The circumstances surrounding consent in the HR context must be assessed carefully. To comply with the LGPD, companies should review their employment contracts and any freestanding employee data processing consents, replacing, when necessary and appropriate, the consent language in these documents by language referencing the alternative legal basis.

Finally, it is important to stress that the data subject has the right to oppose to data processing grounded on one of the hypotheses of consent waiver in case of non-compliance with the LGPD’s provisions.

Biometrics in the labour context and the LGPD

In Brazil, it is common to use biometrics (sensitive data) to control working hours, but how can this sensitive data can be lawfully processed?

It is understood that the processing of biometric data within the labour context must not use consent as legal ground considering the above – the consent would not be freely given and its refusal would have negative consequences for the employee.

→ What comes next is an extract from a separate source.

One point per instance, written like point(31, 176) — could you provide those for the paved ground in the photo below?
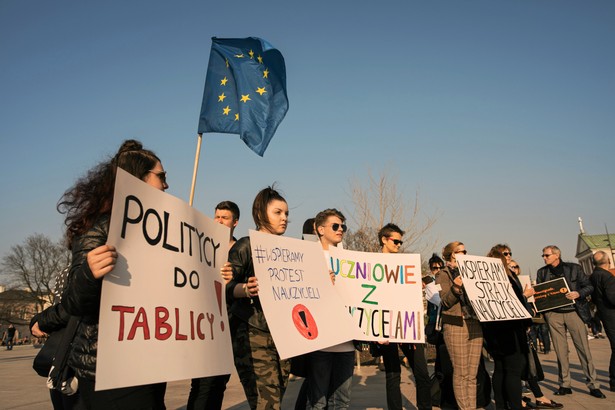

However, processing biometric data can comply with the LGPD when it is done under the legal basis of ‘compliance with a legal or regulatory obligation’, considering that companies with over 20 employees are obligated to control their employees’ working hours.

Additionally, the Ordinance 1510/2009 issued by the Ministry of Labor and Employment, also known as ‘the Electronic Clock in Law’, regulates the electronic system used to control working hours and, because of the requirements inherent to this control, it’s considered more secure and less susceptible to fraud. Ordinance 373/2011, also issued by the Ministry of Labor and Employment, allows companies to use alternatives systems of control working hours authorised by a collective labour convention.

However, it is reasonable to understand that this should apply to big companies that have a greater challenge in controlling working hours and may use this system, that requires sensitive data.

Monitoring and use of personal devices at work

Regarding the monitoring of company devices and personal devices used at work, it is important to highlight that it is advisable that employers have clear policies, alongside privacy policies, providing effective communication concerning the monitoring of company devices.

These policies must be easily and permanently accessible for all employees, to guide them about acceptable and unacceptable use of networks and other ICT. Such a policy should be evaluated from time to time, to assess if there may be other less invasive tools or means available to achieve the same purposes.

If employees supply personal devices (mobile phones, laptops, tablets) for their work, it is also advisable to have a Bring-Your-Own-Device (‘BYOD’) policy, as well as Mobile Device Management (‘MDM’) technology, to protect the integrity and confidentiality of personal data processed by the company.

Employers should be aware of the risk coming from the over-collection of data in monitoring systems. The increasing amount of personal data generated in the work environment combined with new data analysis techniques, can increase the risk of incompatible further processing.

In labour relationships, there is a huge level of personal data processing, which highlights the importance that the new routines adopted in HR comply with Brazilian data protection and labour laws.